Maar de gewekte onrust in mij, door de voorstelling van het gebod van “de Liefde tot de Vader in de liefde tot zichzelf als metafoor gegeven” (Deel C hoofdstuk IV) brengt me in een existentiële crisis, gewetenscrisis zeg maar. Tegen alles en allen in kom ik er toe te zeggen: “ Dit is niet waar!” En op slag gaan me de ogen open en zie ik de misleiding, de verleiding en wat ze kan veroorzaken… En ik ben opgelucht en herken terug Jezus Christus in mij, zoals ik Hem al heel mijn leven ken en herken en erken. Het was wel even spannend. Op het moment van de beslissing stond ik er alleen voor. Ik had me vergist; ik zag het ineens en het was over. Mijn ‘bronnen verenigd’ zullen toch wel even hun astrale of hemelse adem ingehouden hebben, zo vermoed ik.

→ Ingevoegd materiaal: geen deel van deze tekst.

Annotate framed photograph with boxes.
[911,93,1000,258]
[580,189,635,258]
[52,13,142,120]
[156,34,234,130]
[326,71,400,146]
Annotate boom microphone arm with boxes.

2. De praktische gids van ethica en moraal
Het eerste boek besluit daarop. In het tweede boek zal hopelijk het Antwoord van God op de Oerzonde en de Verlossingsdaad van Jezus Christus in Zijn Leven, Dood en Verrijzenis verhaald worden. Daar hoort de Verzoening tussen God en mens bij en de Voltooiing van de Verlossing in ieder van ons. Daartoe behoort ook de noodwendige Heling van de gevolgen van de oerzonde in ieder van ons. Concreet en pragmatisch. Met aanwijzing van alle hulpmiddelen en wegen daartoe.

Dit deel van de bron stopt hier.